Introduction: Arduino Paper Shield
I like the Arduino. The UNO in particular.
However, along with many others, I have difficulty easily seeing the pin names/numbers.
Don’t get me started on reading values of transistors and ICs, as there is not much that I can do about that, other than get a handy magnifying glass.
But, I can do something about the Arduino UNO, so I have created an Arduino Paper Shield.
Step 1: Not So Much an Instructable, More of a Helping Hand.
Created in the freely available fritzing, found at http://fritzing.org/home/
To those who are not aware of fritzing, it is a free or contributable piece of software that allows you to construct drawings and diagrams, even PCB data, for your projects with a large range of common components.

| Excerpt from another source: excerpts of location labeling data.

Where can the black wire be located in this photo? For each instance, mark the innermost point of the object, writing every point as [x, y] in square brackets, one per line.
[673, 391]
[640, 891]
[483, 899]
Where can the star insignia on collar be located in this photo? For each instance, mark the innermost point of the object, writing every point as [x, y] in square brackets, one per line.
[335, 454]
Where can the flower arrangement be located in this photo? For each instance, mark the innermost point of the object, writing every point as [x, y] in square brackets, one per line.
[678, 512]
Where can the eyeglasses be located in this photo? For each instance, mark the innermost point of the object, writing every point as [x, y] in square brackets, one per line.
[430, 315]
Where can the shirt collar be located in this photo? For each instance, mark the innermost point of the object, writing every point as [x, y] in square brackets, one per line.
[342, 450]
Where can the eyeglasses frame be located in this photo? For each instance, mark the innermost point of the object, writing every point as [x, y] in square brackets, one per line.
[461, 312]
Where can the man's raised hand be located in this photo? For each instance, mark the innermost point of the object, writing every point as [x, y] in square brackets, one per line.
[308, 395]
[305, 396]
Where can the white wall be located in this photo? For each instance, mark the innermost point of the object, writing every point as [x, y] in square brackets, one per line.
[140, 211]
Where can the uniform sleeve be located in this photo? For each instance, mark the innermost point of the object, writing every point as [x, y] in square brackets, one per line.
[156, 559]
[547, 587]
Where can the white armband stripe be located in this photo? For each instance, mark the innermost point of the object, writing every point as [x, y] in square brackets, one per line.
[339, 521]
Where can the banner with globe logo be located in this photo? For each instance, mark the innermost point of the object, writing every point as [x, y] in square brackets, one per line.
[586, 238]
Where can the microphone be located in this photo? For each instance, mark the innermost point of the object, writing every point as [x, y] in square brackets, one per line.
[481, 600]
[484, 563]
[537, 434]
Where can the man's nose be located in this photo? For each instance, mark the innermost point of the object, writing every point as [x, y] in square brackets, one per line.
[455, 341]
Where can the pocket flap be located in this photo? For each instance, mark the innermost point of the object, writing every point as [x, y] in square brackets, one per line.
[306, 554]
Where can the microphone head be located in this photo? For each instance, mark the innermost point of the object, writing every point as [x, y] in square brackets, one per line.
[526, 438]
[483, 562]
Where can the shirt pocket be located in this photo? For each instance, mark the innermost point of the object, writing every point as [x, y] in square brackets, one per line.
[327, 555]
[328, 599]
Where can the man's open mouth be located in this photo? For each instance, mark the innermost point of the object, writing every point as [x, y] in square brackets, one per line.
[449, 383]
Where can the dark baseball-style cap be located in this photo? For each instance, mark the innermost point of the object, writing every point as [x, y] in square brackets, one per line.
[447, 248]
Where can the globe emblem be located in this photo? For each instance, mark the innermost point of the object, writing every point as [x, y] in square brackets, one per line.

It is not specific to Arduino and is definitely worth investigating if you have an interest in electronics.
For the Paper Shield, I have added the fritzing file and a pdf file for the shield to download, added here in zip file but also stored at
Select ‘The Arduino Paper Shield’ box to open up the explanation and access the pdf file and or the fritzing file.
The fritzing file name will need to be changed from .txt to .fzz to open in the fritzing application.
This is due to some strange 'security stuff' on the website.
There are also a couple of photographs on the site showing the shield attached to an Arduino UNO.
Best results are when printed on reasonably thick card. Make sure you print out at 100% to retain scale.
There are five different orientations for you to choose from and hopefully at least one will help you as much as they have helped me.
The three black dots line up with three of the four standoff holes in the Arduino.
- Drill out the standoff holes and all of the pin holes on the shield.
- The shield can then be fixed to the Arduino using standoff posts.
- You can either insert female headers into the Arduino (holds the shield in place) or just access the pins as you normally would.